減量に関するアサイベリーの実態と効果
2008年10月、オプラ・ウィンフリーはニコラス・ペリコーネ博士を迎え、アンチエイジングと健康増進に役立つ10種のスーパーフードを紹介する番組を放送しました。その中で、アサイベリーはトップに選ばれました。それ以来、アサイベリーの人気は急上昇し、多くの製品が「減量効果」を謳っていますが、ペリコーネ博士自身は減量効果については言及していませんでした。
識別
アサイベリーはブラジル原産のヤシ科の果実です。色は濃い紫で、ブルーベリーほどの大きさしかなく、食べられない大きな種子が中心にあります。種子を包む薄い皮が食べられる部分で、アミノ酸、抗酸化物質、そして一価不飽和脂肪を豊富に含んでいます。新鮮なベリーは手に入りにくいですが、栄養はそのまま残っているアサイジュースや無糖のアサイパルプは市販されています。
健康効果
ヘルスサイエンス研究所によれば、アサイベリーに含まれるアントシアニン系抗酸化物質は血流を改善し、血栓形成を抑制、血管をリラックスさせることで心疾患リスクを低減します。また、ベリーに含まれる健康的な脂肪はコレステロールコントロールを助け、ビタミンの吸収を高めます。フロリダ大学の研究では、アサイベリーががん細胞の死滅を促進する可能性も調査されています。1粒に多種の必須脂肪酸とアミノ酸が含まれる点は、他のフルーツと比べて稀です。
減量との関係
アサイベリー自体が直接的な減量効果を持つわけではありませんが、間接的にダイエットをサポートする可能性があります。
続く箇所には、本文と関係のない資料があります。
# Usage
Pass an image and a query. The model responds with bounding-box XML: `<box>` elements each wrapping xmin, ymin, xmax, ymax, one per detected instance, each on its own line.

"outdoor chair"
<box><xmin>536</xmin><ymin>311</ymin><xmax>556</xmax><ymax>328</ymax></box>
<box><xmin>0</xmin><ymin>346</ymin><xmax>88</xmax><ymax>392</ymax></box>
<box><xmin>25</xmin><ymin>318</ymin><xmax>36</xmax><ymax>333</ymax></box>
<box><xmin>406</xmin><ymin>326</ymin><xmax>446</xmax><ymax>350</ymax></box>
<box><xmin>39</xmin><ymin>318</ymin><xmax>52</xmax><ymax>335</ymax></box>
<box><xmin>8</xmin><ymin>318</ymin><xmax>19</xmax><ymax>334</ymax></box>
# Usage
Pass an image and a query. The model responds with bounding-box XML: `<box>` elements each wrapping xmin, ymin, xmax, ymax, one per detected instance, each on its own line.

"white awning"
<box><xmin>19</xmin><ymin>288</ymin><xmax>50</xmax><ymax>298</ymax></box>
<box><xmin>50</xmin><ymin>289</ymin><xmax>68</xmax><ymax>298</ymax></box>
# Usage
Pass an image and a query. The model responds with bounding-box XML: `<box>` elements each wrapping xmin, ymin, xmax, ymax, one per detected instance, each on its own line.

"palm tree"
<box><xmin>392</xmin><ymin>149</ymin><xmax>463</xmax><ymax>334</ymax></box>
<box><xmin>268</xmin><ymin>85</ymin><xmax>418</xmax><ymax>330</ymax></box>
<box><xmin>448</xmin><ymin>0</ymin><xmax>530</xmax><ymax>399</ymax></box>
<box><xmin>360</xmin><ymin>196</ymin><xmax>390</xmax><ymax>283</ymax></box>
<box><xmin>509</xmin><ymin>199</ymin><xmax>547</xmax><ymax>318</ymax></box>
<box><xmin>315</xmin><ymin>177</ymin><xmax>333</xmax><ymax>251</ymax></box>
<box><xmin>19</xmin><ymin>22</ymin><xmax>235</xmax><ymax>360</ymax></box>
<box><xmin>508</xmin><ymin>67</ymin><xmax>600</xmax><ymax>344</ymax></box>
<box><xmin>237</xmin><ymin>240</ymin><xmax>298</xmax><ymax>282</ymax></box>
ベリーに含まれるアミノ酸は筋肉の合成を助け、脂肪酸は満腹感を持続させます。その結果、食欲が抑えられ、運動時の筋肉増強と脂肪燃焼が促進されることがあります。ただし、これらは主たる効果ではなく、あくまで副次的な利点です。
主張と誤情報
ペリコーネ博士やオプラ・ウィンフリーは特定のアサイ製品を推奨していません。にもかかわらず、2008年の放送以降、一部の企業が「アサイ減量サプリ」や「エネルギー増強」などと謳い、減量タブレットとして販売しています。ウィンフリーはこれらの企業に対し訴訟を起こしており、公共利益科学センターはアサイ詐欺に注意を呼び掛けています。
実践的な利用法
ペリコーネ博士は、抗老化効果を期待するなら無糖のアサイパルプやアサイジュースを日常に取り入れることを勧めています。健康食品店やオンラインで入手可能です。現在のところ、減量効果を裏付ける科学的根拠はありません。